François Morel se donne en spectacle. Le succès est garanti tant le personnage touche avec des textes souvent ciselés. Ses chroniques sur France Inter font merveille; il a eu l'idée d'en regrouper six pour constituer un spectacle patchwork sur le temps qui passe. Le prétexte est aussi vague que le fil conducteur et, à vouloir absolument donner une cohérence à cette construction artificielle, il se peut qu'elle perde beaucoup en magie.

Car c'est bien le principal reproche que je me permets de faire à ce spectacle. À aucun moment, je n'ai retrouvé le souffle des chroniques radio. Comme si la mise en scène, l'agitation et l'environnement avaient brisé ce rapport intime que j'ai toujours ressenti à son écoute. La magie du poste se fracasse sur la nudité d'un plateau habillé de vidéos.

Le procédé fournit quelques tableaux magnifiques mais nous impose des images quand seul le texte aurait dû nous prendre par la main. Dans ce décor virtualisé, François Morel semble souvent perdu; petit bonhomme fragile, il se cogne à une mise en scène qui exige plus de coffre. Il tient bien cette dimension avec son histoire d'enfant qui n'aime pas le cirque. Il s'agite,hausse la voix, gesticule avant de retomber dans cette intimité qui lui sied si bien. Bizarrement, ce n'est pas le texte le plus abouti, c'est même le contraire.

La grandeur de la salle nuit également à ce merveilleux conteur. Nous aurions aimé plus d'intimité, plus de proximité. Il est si petit, vu du dernier rang de cette grande salle, si dérisoire aussi, perdu sous ce plafond gigantesque. L'art du conte est celui de la confidence; l'homme l'a compris quand il nous joue la caissière de chez Continent, fan de Sheila. Mais avait-il besoin de se grimer ? Le texte en aurait-il perdu de sa puissance évocatrice s'il ne s'était pas travesti ? Je ne le crois pas !

Il ose pourtant aller sur des territoires scabreux, des imaginaires qui flirtent avec la grande tradition des conteurs. Le récit d'une histoire d'amour entre un homme et une huître entre dans ce registre. Pourtant, même s'il ne tombe pas dans les travers, il finit par lasser un peu. Son numéro traîne en longueur, il veut manifestement meubler le silence, occuper ce temps qui lui fuit entre les mains. Son numéro doit faire la maille …
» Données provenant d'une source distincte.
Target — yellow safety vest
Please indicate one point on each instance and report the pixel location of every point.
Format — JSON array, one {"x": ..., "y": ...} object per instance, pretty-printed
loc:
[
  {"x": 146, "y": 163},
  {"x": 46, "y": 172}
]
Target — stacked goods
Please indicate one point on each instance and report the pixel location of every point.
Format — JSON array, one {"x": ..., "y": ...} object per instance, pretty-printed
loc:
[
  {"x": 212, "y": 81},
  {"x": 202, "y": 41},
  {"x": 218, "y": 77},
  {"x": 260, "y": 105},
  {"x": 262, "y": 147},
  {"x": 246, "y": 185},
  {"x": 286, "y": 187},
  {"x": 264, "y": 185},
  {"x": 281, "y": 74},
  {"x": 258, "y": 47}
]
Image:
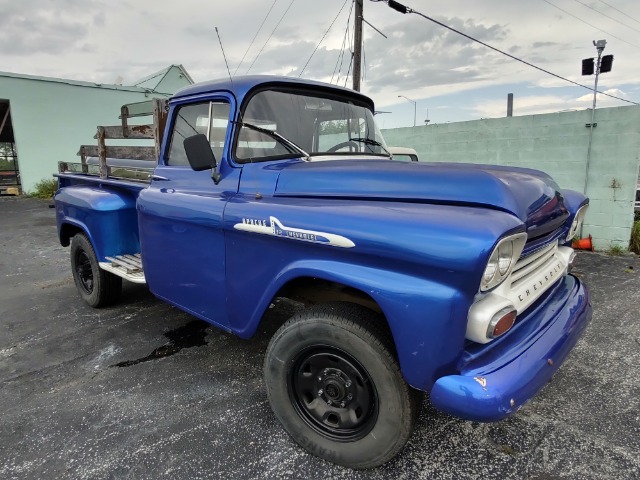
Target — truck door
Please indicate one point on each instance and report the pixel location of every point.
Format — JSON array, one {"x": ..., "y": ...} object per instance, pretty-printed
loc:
[{"x": 180, "y": 215}]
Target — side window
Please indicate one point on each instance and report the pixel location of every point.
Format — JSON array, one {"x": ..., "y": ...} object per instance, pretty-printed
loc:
[{"x": 193, "y": 119}]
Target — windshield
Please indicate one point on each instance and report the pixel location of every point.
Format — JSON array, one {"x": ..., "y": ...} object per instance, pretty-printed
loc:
[{"x": 318, "y": 125}]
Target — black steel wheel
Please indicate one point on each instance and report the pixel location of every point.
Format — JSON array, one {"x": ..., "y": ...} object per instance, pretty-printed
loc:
[
  {"x": 335, "y": 385},
  {"x": 97, "y": 287},
  {"x": 84, "y": 272},
  {"x": 333, "y": 393}
]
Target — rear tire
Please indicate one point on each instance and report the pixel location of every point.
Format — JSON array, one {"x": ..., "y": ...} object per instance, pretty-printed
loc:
[
  {"x": 335, "y": 385},
  {"x": 96, "y": 287}
]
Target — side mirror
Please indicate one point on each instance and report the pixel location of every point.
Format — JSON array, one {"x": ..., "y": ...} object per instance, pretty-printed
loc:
[{"x": 199, "y": 152}]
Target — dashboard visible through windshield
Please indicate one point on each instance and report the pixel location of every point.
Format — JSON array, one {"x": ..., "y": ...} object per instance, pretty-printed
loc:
[{"x": 316, "y": 125}]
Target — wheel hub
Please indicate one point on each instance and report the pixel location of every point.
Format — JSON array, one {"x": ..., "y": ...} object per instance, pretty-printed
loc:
[{"x": 335, "y": 386}]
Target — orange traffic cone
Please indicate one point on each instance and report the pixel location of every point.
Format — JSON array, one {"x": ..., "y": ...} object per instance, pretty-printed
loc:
[{"x": 583, "y": 244}]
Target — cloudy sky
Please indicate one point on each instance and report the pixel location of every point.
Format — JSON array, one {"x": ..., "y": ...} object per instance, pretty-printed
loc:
[{"x": 455, "y": 79}]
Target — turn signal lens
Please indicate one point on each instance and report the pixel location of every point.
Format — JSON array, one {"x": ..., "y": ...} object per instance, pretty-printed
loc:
[
  {"x": 490, "y": 271},
  {"x": 505, "y": 256},
  {"x": 501, "y": 322}
]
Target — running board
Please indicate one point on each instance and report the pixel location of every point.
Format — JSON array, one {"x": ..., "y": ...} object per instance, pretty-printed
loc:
[{"x": 128, "y": 267}]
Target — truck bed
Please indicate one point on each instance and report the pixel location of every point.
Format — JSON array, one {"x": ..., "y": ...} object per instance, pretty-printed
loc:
[{"x": 67, "y": 179}]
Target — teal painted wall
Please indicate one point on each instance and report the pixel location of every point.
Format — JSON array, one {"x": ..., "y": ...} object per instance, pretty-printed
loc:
[
  {"x": 557, "y": 144},
  {"x": 51, "y": 119}
]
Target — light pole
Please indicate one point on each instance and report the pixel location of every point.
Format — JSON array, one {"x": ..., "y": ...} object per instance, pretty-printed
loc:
[{"x": 414, "y": 107}]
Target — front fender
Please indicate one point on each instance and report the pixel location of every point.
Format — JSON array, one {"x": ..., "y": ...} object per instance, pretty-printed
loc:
[{"x": 427, "y": 319}]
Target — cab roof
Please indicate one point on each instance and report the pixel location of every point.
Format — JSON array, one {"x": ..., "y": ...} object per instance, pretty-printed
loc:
[{"x": 242, "y": 85}]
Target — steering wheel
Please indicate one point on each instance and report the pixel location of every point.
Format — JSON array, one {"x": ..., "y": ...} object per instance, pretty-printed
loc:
[{"x": 337, "y": 147}]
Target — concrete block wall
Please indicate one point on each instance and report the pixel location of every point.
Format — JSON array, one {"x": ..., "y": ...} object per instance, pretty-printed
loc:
[{"x": 556, "y": 143}]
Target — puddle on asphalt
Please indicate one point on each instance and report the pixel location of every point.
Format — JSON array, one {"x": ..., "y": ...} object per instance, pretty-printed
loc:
[{"x": 190, "y": 335}]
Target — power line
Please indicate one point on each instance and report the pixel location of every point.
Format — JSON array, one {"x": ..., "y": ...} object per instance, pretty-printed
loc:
[
  {"x": 587, "y": 23},
  {"x": 273, "y": 31},
  {"x": 323, "y": 37},
  {"x": 403, "y": 9},
  {"x": 255, "y": 36},
  {"x": 605, "y": 15},
  {"x": 611, "y": 6}
]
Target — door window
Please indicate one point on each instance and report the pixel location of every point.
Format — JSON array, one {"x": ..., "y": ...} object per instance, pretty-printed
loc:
[{"x": 194, "y": 119}]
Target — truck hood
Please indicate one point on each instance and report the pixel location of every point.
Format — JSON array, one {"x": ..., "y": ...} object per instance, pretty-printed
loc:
[{"x": 529, "y": 194}]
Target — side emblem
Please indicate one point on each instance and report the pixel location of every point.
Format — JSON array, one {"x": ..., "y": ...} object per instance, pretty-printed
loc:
[{"x": 277, "y": 229}]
C'est quand le rideau est baissé, c'est quand il abandonne la lourdeur d'un système superfétatoire qu'il touche vraiment. Il s'adresse à chacun d'entre nous, debout sans artifice, seul devant le rideau, il s'adresse enfin à notre cœur. Sa plus belle histoire d'amour c'est nous ! Le rêve passe, il doit rester ce nouveau clown à la mode qu'attendent les prescripteurs des médias.

Ici, on évoque Devos quand sur la scène, il se prend pour Chaplin avec son ballon monde. François Morel n'a nul besoin de référence pour être lui -même, pour ne pas s'encombrer de grands anciens. Il a créé un personnage fragile, un équilibriste des sentiments, un rebelle circonspect, un rêveur assoupi. Il doit rester sur cette frange étroite des émotions et des histoires simples.

Je suis sorti déçu par une prestation qui, pour professionnelle et aboutie qu'elle fût, ne m'a jamais transporté de l'autre côté du miroir. J'en suis d'autant plus chagriné que je le sais capable de le faire. Qu'il se dénude un peu, qu'il cesse de vouloir en mettre plein la vue à ceux qui ont besoin de spectaculaire, de grandiose pour oser l'imaginaire. Les applaudissements terminés, ceux- là vont retourner à leur monde trépidant; Morel n'y a pas sa place.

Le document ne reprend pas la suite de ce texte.